We were in Ireland for 3 weeks and had a great time. The trip home was another matter....
(Warning this is pretty wordy so it's in segments.)
For our last day of vacation we had only one worry - will we get to the airport on time? How wrong were we? That was the only thing that went right!
Since we were in a residential area away from hotels and their taxi stands, we needed to arrange for our ride to the airport and trust that it went okay. The day before we had approached a cabbie and asked him to pick us up at 7:30.
"I'll be there or I'll make sure someone else is!" he declared. He then jotted down our address on a scrap of paper. "32 CPE 7:30" apparently meant 32 Clarinda Park East at 7:30 a.m. Just then, someone jumped in the back and off he sped.
Would he forget? Would he lose that scrap of paper? Would he decide to sleep in?
Nope. He was there as promised. Not only that but he also took a shortcut through Dublin that put us in the airport in half the time I had allotted. As a result, we were there at 8:00 for an 11:05 flight. (Two hours would have been fine for this flight within the European Union.)
We checked our bags, and proceeded to the security screening. Linda went first and put her bag in one plastic bin, then into another bin went her laptop with her passport (with boarding pass tucked inside).
I went next doing the same but I took a little longer and a couple of people came between us.
When we passed through the x-ray machine, Linda grabbed her stuff being careful to get it all. I grabbed my bag and laptop and joined her next to a pole where I put my laptop back in its bag.
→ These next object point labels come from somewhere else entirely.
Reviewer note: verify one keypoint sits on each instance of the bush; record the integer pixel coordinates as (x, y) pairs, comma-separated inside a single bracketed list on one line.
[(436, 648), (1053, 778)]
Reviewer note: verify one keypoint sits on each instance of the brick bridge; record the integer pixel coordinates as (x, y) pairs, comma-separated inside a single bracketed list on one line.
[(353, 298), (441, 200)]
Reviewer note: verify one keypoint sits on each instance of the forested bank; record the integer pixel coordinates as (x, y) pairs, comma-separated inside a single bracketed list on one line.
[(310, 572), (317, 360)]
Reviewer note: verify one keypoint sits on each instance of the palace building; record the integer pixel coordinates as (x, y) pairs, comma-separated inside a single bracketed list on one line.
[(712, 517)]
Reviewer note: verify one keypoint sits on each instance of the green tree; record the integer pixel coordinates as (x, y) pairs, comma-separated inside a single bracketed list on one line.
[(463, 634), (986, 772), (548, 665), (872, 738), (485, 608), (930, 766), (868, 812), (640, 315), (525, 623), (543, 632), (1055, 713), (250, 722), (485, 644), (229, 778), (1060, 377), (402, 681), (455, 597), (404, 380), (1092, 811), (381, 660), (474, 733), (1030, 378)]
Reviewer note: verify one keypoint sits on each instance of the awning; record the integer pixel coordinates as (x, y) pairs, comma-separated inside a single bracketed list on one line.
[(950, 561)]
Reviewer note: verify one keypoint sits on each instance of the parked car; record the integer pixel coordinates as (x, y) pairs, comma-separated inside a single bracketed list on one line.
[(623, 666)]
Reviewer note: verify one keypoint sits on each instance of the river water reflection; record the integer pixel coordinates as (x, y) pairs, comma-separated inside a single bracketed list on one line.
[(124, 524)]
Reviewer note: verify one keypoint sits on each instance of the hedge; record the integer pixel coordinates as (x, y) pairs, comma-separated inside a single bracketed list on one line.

When we were all organized, Linda mentioned, "I almost forgot to pick up my passport." A lightbulb went on over my head. I hadn't picked up mine!!!
I patted all my pockets, looked at my carry-on bag and knew that I'd lost it. It had been a few minutes but I ran back to the screeners behind the counter and told them.
Dublin Airport has a conveyor belt that takes the bins, lowers them a little and rushes the empties back to the beginning where they're available for the next traveler. I was sure someone would declare, "Hey, there's a passport here" and give it to a security person. Tick, tock. Nope. Tick tock. Nope.
Then a sympathetic security person stopped doing anything else and ran back and forth looking under the conveyor belt, pulling apart the stacked bins, and asking everyone she could if they'd seen a passport. This went on for at least 15 minutes during which time I pondered my life in Dublin while Linda would go on. (And, of course, there's the possibility that someone would use that passport for something unpleasant.)
Finally, our "personal security assistant" gave up and told us she would ask for help from a supervisor. The supervisor knew just what to do....."For me....would you mind checking all of your pockets and bags once more?"
I checked mine. Linda checked the passport holder on a string around her neck - her passport was there. Then she checked her purse - her passport was there. WAIT! They can't both be hers! When she was unloading her plastic bins, she had seen a passport sitting in a empty bin and assumed it was hers. One had gone in her purse and the other into her passport holder. Profuse apologies to everyone.
Whew! Disaster averted. Clear skies ahead, right?
Except that our plane to Heathrow was running late. How late? Hard to say, it flies back and forth and it hadn't taken off on it's way from Heathrow to Dublin yet. Wait, wait....finally it's in the air and we learn that it'll be 90 minutes late. So we arrived at the airport at 8:00 for a flight that wouldn't take off for 4-1/2 hours.